FDive: Learning Relevance Models using Pattern-based Similarity Measures
Frederik L. Dennig, Tom Polk, Zudi Lin, Tobias Schreck, Hanspeter Pfister, Michael Behrisch
TL;DR
FDive tackles the challenge of extracting relevant patterns from high-dimensional data by automatically ranking pattern-based similarity measures and learning a SOM-based relevance model that is visually explorable and refinable through context-aware feedback. The core idea is to treat relevance as a binary task solved by selecting an FD–distance pair (pattern-based similarity measure) via the Similarity Advisor, then building a hierarchical SOM classifier that highlights uncertain regions near decision boundaries for user refinement. The paper introduces Inter-Group-Distance and Intra-Group-Distance as lightweight quality metrics for similarity measures, and demonstrates that the Similarity Advisor can perform comparably to, and sometimes better than, traditional feature-selection baselines in low-label settings. A real-world case study on electron microscopy images of brain cells shows FDive guiding experts toward convergent similarity measures and progressively refined decision boundaries, underscoring its practical impact for brain research and other domains requiring interpretable, interactive pattern discovery.
Abstract
The detection of interesting patterns in large high-dimensional datasets is difficult because of their dimensionality and pattern complexity. Therefore, analysts require automated support for the extraction of relevant patterns. In this paper, we present FDive, a visual active learning system that helps to create visually explorable relevance models, assisted by learning a pattern-based similarity. We use a small set of user-provided labels to rank similarity measures, consisting of feature descriptor and distance function combinations, by their ability to distinguish relevant from irrelevant data. Based on the best-ranked similarity measure, the system calculates an interactive Self-Organizing Map-based relevance model, which classifies data according to the cluster affiliation.

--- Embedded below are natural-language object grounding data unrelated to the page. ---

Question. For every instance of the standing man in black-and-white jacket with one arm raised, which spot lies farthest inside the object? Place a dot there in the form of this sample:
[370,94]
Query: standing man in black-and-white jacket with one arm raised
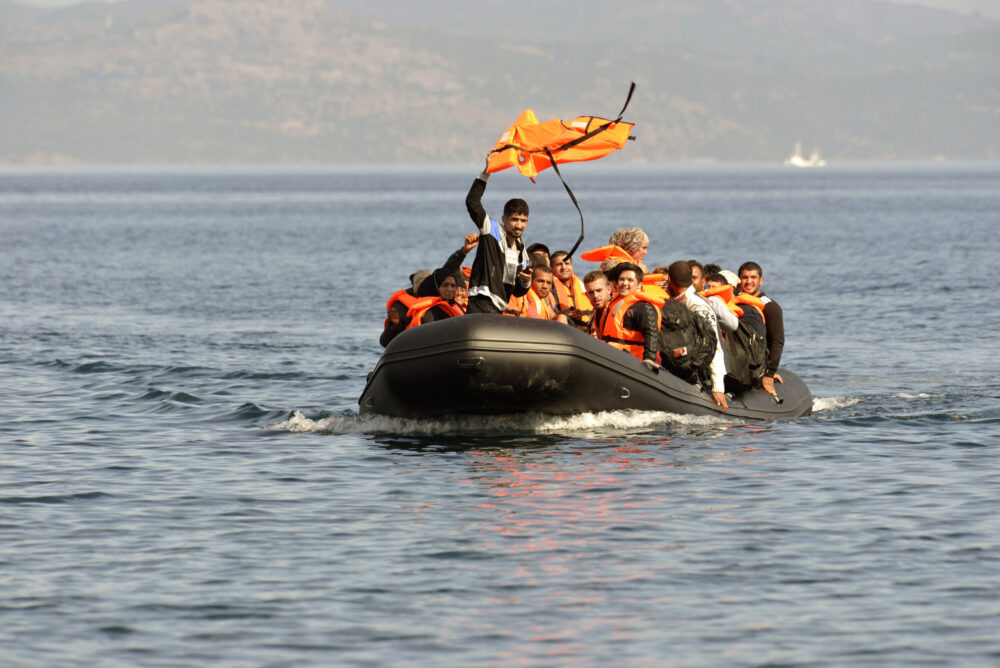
[500,268]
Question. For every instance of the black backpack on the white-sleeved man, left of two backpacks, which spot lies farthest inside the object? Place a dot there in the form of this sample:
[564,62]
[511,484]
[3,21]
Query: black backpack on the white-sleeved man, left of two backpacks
[687,343]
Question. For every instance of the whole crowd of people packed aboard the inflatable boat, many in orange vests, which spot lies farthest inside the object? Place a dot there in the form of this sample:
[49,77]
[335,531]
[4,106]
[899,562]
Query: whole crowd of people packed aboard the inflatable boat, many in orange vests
[703,323]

It also automatically prompts further relevance feedback to improve its accuracy. Uncertain areas, especially near the decision boundaries, are highlighted and can be refined by the user. We evaluate our approach by comparison to state-of-the-art feature selection techniques and demonstrate the usefulness of our approach by a case study classifying electron microscopy images of brain cells. The results show that FDive enhances both the quality and understanding of relevance models and can thus lead to new insights for brain research.